Sebta et Melilla: vers la fin des femmes-mulets?

Des milliers de femmes-mulets sont menacées par le projet de Sebta et Melilla d’intégrer l’union douanière de l’Union européenne. Explications.

Sebta et Melilla veulent intégrer l’union douanière de l’Union européenne. C’est ce qu’a annoncé mardi le président de Sebta, Juan Jesús Vivas, ajoutant qu’il rencontrera ce mercredi son homologue de Melilla, Juan José Imbroda, à ce sujet. Il est «fondamental de travailler main dans la main», ainsi qu’avec le gouvernement de Madrid, «en établissant une feuille de route pour atteindre cet objectif», a insisté l’élu du Partido Popular.

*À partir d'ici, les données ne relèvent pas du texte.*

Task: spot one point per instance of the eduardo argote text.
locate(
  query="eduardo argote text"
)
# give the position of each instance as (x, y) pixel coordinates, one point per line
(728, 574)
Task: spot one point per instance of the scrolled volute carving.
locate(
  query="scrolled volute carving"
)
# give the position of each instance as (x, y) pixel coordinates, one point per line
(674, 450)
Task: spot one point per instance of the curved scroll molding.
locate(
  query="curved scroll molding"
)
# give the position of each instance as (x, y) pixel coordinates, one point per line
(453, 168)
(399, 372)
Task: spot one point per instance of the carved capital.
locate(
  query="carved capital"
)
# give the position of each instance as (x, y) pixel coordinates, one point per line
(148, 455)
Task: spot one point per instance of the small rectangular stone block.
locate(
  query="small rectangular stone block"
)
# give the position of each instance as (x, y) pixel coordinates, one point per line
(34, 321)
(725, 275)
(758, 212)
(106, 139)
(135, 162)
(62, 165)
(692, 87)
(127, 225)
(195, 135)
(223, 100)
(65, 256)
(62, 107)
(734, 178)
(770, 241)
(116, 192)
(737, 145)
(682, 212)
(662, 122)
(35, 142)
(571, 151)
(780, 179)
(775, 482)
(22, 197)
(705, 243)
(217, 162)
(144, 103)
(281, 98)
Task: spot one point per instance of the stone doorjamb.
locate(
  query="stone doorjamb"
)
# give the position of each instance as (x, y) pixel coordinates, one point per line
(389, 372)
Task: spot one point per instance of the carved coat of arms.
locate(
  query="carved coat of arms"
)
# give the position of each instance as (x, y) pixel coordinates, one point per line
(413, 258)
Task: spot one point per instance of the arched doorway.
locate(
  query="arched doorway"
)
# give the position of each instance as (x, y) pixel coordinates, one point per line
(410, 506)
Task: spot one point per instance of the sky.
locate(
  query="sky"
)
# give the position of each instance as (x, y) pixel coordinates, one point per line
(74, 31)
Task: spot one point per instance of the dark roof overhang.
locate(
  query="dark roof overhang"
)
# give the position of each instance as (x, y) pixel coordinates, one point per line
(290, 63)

Le gouvernement de Melilla a déjà annoncé au milieu du mois courant son intention d’initier les études nécessaires pour évaluer l’avantage de cette intégration, soulignant qu’elle devrait néanmoins être soumise à une série de conditions. De son côté, Vivas a assuré mardi que l’entrée dans l’union douanière européenne sera positive pour les deux villes. «Sebta, c’est l’Europe, et nous voulons l’être également dans le domaine tarifaire, commercial et dans le domaine du marché commun», a-t-il déclaré, cité par El Faro de Melilla.

Vivas a par ailleurs indiqué que l’intégration de l’union douanière donnerait la possibilité à l’économie de la ville de «s’étendre à travers le Maroc», et que des efforts sont en cours pour que la fluidité commerciale avec le royaume «soit de plus en plus améliorée». Mais quelles sont les véritables répercussions de l’entrée potentielle de Sebta et Melilla dans l’union douanière de l’UE?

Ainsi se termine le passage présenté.